ペブルビーチ コンクールデレガンスは、アメリカ有数の名門コースで全米オープンも開催される「ペブルビーチ・ゴルフリンクス」の年1日の休業日に、18番ホールで開催される自動車コンクールで、選考委員会が厳選した約200台の超高級車、クラシックカーから、「優雅さ」「美しさ」を基準にクルマを選定する展示会です。
エマージeは、全長4462.8mm×全幅1953.3mm×全高1219.2mm、ホイールベース2623mmのボディサイズをもった流麗で複雑な複数の曲線で構成された非常に美しい2ドアクーペでした。
しかし、その姿はそれまでのインフィニティの量産車、コンセプトモデルともに見られなかったロングノーズを持たない、ブランド初のミッドシップレイアウトのスポーツカーでした。
エマージeの最大のトピックは、斬新で美しいデザインではなく、パワートレインにありました。
そのパワーユニットは、直列3気筒1.2リッターの発電用エンジンに、2つのモーターを組み合わせたハイブリッドシステムで後輪を駆動するものでした。
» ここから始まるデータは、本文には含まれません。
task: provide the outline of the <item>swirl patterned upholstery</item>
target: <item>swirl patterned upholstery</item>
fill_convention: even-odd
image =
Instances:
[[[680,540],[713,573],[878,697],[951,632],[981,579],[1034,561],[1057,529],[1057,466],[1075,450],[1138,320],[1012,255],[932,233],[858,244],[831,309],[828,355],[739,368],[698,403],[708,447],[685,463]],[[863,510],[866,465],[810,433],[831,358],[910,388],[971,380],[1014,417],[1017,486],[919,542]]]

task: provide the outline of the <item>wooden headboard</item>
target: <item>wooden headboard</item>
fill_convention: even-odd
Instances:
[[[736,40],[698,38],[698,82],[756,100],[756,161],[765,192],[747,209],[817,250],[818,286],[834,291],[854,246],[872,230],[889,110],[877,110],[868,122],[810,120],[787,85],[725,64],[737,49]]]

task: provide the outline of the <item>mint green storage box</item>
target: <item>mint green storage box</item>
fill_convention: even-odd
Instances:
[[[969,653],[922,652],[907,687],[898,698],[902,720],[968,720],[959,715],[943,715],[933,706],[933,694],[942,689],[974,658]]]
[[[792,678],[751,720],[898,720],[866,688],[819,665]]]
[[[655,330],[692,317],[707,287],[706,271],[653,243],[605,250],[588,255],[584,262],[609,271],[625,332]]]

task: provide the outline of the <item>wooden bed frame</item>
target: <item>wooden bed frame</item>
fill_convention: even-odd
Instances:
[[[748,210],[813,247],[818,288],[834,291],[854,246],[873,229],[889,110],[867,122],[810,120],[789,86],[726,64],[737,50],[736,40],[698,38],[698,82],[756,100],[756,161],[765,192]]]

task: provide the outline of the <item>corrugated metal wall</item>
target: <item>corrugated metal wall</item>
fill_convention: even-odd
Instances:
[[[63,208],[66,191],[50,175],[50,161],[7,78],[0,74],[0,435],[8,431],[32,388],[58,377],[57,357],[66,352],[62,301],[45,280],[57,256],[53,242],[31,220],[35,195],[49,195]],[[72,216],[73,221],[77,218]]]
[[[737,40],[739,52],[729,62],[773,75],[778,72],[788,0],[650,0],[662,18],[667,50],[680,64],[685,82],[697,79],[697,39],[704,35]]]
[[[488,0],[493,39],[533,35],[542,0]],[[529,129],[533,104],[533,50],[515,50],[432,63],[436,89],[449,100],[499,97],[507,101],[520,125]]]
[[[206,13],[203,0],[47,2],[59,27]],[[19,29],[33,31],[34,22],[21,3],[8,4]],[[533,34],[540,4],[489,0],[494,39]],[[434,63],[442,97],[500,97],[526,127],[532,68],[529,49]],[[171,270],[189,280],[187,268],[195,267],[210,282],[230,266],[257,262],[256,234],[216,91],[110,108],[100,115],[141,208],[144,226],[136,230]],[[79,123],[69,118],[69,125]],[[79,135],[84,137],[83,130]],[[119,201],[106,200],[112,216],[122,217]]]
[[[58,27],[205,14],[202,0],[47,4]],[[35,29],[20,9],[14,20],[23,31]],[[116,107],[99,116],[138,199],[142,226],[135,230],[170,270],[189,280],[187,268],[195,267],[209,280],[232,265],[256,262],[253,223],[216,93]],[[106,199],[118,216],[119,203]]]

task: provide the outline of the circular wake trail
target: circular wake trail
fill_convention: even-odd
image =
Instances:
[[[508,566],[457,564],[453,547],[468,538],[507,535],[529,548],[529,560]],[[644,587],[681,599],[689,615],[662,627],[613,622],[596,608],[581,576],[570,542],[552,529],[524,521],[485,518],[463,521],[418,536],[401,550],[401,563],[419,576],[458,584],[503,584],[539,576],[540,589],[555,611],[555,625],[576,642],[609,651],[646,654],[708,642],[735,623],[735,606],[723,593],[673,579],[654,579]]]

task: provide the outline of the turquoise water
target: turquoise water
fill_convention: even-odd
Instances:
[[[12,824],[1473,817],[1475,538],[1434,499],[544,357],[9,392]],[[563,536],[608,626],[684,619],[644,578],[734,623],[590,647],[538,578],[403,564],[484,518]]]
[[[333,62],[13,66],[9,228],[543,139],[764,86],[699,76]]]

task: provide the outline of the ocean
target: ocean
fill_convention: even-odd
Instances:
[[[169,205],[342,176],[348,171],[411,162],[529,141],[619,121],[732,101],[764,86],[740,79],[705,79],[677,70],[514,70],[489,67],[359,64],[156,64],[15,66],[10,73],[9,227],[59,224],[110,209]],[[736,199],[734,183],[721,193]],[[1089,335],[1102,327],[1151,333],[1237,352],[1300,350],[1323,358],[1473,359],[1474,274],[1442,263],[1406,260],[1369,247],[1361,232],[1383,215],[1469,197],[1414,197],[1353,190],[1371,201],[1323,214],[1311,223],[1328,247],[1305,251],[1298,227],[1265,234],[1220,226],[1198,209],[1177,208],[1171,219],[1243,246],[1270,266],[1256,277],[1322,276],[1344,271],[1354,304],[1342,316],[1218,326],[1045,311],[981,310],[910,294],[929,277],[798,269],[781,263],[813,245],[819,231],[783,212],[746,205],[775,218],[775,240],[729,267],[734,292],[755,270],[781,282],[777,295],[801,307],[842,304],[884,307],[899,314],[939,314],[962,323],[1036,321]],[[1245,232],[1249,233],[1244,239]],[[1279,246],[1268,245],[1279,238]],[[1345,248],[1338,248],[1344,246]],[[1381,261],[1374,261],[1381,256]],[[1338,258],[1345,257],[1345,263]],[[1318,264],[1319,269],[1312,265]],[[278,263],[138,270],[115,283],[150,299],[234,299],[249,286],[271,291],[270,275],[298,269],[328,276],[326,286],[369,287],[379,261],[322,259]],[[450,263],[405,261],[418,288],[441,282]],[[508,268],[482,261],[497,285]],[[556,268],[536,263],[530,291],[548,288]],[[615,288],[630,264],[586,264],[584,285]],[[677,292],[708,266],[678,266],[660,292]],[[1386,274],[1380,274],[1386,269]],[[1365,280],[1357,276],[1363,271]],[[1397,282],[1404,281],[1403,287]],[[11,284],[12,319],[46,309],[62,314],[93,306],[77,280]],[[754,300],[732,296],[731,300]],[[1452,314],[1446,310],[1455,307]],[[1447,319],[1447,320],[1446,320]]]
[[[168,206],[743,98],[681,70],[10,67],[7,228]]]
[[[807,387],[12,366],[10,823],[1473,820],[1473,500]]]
モーターは後輪各1輪に対して1つのモーターを駆動し、システム総合最高出力は402馬力、最大トルク1001N・mというハイパワーを発生、時速60マイル(97km)加速4秒というスペックを誇っています。
このハイブリッドシステムには、リチウムイオンバッテリーを搭載して電気のみで約48km走行できる航続距離をもっており、最初はバッテリーから供給される電気でEV走行をし、バッテリーがなくなるとエンジンが始動し充電を開始するというレンジエクステンダーEVの方式がとられていました。
環境性能は、発電用エンジンが作動している状態でも、約3,000マイル(約4800km)をCO2排出量55g/kmで走破できる高効率を誇っています。
この開発の背景には、イギリス政府関連機関「Technology Strategy board(技術戦略委員会)」の意向があったようで、英国では市街地でまったくCO2を排出しないクルマを求めていたことがあり、日産はそれをインフィニティブランドで応じたものでした。
エマージeは量産化に至らず、レンジエクステンダーEVも、その後のクルマのパワートレインの主流にはなりませんでしたが、日産は、発電用エンジンと駆動用モーターを組み合わせたシリーズハイブリッド「e-POWER」の開発に成功、2016年に量産コンパクトカー「ノート」に初搭載、現在では第2世代が日産のパワートレインの主力のひとつを担っています。
現在、当たり前となっているクルマの技術は、10年、20年以上前から長い年月をかけて開発されてきたものです。折に触れてかつてのコンセプトモデルに着目すれば、非常に興味深い自動車の技術の歴史を発見することができます。